StepORLM: A Self-Evolving Framework With Generative Process Supervision For Operations Research Language Models
Co-evolving policy and process reward with solver-grounded feedback for OR tasks.
LLMs are promising solvers for Operations Research, yet two pitfalls persist: outcome-only rewards misassign credit, and discriminative process supervision often misses dependencies across modeling steps. StepORLM addresses both with a self-evolving loop that couples a policy model with a generative process reward model (GenPRM).

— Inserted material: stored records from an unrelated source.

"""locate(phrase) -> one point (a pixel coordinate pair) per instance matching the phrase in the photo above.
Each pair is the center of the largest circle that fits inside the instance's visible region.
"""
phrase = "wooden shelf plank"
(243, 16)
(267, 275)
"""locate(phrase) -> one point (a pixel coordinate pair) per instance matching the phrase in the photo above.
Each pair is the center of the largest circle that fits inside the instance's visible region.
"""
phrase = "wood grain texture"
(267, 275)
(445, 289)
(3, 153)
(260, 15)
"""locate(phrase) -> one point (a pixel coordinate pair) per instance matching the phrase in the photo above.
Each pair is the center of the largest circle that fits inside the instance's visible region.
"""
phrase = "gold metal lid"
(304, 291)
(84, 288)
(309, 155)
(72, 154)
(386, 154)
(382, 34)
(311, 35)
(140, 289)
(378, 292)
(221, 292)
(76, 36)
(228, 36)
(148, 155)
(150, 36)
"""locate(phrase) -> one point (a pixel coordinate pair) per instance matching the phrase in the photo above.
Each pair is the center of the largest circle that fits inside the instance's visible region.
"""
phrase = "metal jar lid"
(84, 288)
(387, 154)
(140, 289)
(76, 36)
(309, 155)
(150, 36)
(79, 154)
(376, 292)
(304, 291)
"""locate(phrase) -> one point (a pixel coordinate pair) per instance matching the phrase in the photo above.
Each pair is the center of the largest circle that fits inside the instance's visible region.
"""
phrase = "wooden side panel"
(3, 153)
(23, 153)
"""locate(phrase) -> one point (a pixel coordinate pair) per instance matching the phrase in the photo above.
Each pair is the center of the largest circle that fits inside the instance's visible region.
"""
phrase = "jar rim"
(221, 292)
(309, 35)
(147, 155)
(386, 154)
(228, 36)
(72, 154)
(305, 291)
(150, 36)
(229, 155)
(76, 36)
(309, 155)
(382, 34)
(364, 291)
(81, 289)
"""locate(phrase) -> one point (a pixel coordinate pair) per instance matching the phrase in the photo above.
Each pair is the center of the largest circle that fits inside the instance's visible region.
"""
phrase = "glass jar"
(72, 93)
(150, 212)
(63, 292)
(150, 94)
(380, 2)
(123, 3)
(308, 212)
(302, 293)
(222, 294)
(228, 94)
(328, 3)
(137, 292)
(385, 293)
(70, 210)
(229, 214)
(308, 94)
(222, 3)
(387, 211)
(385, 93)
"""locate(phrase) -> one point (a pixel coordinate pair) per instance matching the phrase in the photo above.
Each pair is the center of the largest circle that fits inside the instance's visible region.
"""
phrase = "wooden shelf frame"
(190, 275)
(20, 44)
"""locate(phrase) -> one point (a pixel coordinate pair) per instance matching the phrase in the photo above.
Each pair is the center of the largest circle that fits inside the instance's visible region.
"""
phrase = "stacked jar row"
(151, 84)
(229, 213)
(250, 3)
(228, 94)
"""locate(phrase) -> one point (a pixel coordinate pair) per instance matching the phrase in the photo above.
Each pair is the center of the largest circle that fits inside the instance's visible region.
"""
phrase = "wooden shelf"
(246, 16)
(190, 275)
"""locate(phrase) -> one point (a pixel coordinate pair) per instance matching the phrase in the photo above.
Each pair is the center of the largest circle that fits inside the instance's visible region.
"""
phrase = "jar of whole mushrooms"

The framework blends definitive verification from an external OR solver with nuanced, holistic process evaluation from the GenPRM. This dual feedback aligns the policy via Weighted Direct Preference Optimization (W-DPO), while simultaneously refining the GenPRM to better judge future solutions. In effect, StepORLM learns not just to get the right answer, but to produce coherent, verifiably sound reasoning steps along the way.
Results are compelling: an 8B-parameter StepORLM sets new state-of-the-art results across six benchmarks, outperforming far larger generalist models, agentic tool-calling methods, and specialized baselines. Moreover, the co-evolved GenPRM emerges as a reusable process verifier, significantly boosting inference-time scaling for both StepORLM and external LLMs.
Why this matters: in logistics, planning, and scheduling, the path is as important as the solution. By unifying solver-grounded outcomes with generative process supervision, StepORLM offers a practical route to trustworthy, auditable OR reasoning that scales with data and model capacity.
Expect rapid adoption in decision-support pipelines where correctness, rationale quality, and reproducibility must coexist.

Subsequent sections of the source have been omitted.